David Deutsch, in The Beginning of Infinity refers to a thought experiment that's particularly apt:
Consider one particular copper atom at the tip of the nose of the statue of Sir Winston Churchill that stands in Parliament Square in London. Let me try to explain why that copper atom is there. It is because Churchill served as prime minister in the House of Commons nearby; and because his ideas and leadership contributed to the Allied victory in the Second World War; and because it is customary to honour such people by putting up statues of them; and because bronze, a traditional material for such statues, contains copper, and so on. Thus we explain a low-level physical observation – the presence of a copper atom at a particular location – through extremely high-level theories about emergent phenomena such as ideas, leadership, war and tradition.

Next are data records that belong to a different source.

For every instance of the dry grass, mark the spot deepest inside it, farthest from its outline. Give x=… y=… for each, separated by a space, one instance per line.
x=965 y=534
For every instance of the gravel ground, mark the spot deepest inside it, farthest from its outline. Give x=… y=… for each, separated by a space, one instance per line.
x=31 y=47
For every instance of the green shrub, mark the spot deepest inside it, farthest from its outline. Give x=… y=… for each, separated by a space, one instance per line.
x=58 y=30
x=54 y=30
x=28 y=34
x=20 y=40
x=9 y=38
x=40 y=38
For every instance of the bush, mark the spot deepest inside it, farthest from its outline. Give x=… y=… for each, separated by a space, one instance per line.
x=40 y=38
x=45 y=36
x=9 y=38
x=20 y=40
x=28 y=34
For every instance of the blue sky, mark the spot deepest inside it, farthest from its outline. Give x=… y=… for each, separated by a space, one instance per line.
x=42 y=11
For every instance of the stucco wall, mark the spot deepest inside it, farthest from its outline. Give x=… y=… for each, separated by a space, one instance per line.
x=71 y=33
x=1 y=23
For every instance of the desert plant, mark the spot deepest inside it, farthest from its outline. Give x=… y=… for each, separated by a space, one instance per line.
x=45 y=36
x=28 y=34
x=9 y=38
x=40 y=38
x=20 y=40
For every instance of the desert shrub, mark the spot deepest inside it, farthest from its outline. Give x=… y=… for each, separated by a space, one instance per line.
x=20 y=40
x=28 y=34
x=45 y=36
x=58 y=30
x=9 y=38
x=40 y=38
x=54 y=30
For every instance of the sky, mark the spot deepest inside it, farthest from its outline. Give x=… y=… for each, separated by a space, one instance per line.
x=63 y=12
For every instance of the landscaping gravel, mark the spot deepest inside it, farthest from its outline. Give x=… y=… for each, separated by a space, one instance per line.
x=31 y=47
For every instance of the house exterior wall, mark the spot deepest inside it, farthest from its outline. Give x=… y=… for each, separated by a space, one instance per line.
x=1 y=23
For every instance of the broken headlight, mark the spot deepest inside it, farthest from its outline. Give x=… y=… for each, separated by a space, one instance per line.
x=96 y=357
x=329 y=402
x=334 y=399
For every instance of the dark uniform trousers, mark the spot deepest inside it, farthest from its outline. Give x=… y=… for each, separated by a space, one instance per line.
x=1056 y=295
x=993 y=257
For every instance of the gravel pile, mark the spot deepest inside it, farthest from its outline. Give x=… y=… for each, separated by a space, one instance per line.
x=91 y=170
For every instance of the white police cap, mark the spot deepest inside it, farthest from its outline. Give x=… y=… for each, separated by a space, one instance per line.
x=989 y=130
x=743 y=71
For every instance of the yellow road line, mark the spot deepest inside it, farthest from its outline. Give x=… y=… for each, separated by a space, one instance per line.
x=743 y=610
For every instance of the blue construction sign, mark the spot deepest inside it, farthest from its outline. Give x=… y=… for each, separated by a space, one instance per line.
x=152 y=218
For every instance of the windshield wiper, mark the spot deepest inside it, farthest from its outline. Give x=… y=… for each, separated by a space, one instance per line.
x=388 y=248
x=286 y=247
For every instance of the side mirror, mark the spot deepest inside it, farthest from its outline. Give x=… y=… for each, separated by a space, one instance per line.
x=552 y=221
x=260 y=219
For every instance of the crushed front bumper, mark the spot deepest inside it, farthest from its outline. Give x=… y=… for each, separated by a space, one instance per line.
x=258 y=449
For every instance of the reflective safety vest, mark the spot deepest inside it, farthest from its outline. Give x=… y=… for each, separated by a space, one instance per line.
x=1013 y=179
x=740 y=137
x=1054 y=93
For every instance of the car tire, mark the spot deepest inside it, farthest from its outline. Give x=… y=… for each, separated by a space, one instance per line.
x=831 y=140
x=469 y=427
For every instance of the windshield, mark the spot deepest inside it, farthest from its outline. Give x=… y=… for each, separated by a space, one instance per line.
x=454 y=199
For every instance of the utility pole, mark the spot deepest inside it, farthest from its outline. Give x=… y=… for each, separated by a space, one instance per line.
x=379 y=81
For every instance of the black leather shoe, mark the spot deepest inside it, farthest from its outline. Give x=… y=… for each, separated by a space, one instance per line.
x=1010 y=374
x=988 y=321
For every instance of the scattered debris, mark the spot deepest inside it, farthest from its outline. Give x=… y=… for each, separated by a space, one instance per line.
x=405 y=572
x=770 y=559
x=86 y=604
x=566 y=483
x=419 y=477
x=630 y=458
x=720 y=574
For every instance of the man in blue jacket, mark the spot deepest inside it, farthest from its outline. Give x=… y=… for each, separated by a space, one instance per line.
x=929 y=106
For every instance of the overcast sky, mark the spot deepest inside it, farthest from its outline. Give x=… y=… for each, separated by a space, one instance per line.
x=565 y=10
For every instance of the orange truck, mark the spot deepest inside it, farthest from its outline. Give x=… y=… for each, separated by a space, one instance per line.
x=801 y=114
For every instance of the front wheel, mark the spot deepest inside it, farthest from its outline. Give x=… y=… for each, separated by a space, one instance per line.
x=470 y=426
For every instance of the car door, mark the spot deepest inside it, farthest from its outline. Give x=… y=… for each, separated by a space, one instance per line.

He goes on to explain how silly an explanation of how that copper atom came to rest at the tip of that particular statue's nose would look if it were only to refer to phenomena at the level of atoms and physics.
In any complex system, there is an intricate dance of higher levels of emergence creating constraints and influencing lower levels of emergence (in this case, culture influencing atoms even though culture is, itself, an emergent property of atomic effects).
Similarly, in our systems, we have different levels of emergence at which different types of abstractions exist.
Just as is the case for physics and culture though, there is no single direction in which explanations flow between different levels of abstraction.
The crucial point, if we are going to build systems that we can understand (i.e. explain), is that we must have a language of talking about each relevant level of abstraction in our codebases.
Too often, the flow that connects various endpoints is absent from our backend code and it severly hampers our ability to understand our equivalent of why that particular copper atom came to be at the tip of that particular statue's nose - in our scenarios: why this endpoint has some particular validation or guards against some strange phenomena.
If we build software that contains the entities that we talk about when we explain how it works, we will build better, more easily understood systems.
That's one of the crucial insights that got us excited about centering backend systems around state machines. Every engineer explains the components of their systems as a flow but no flow can be found in their codebase. Why not build your system the way you think about it?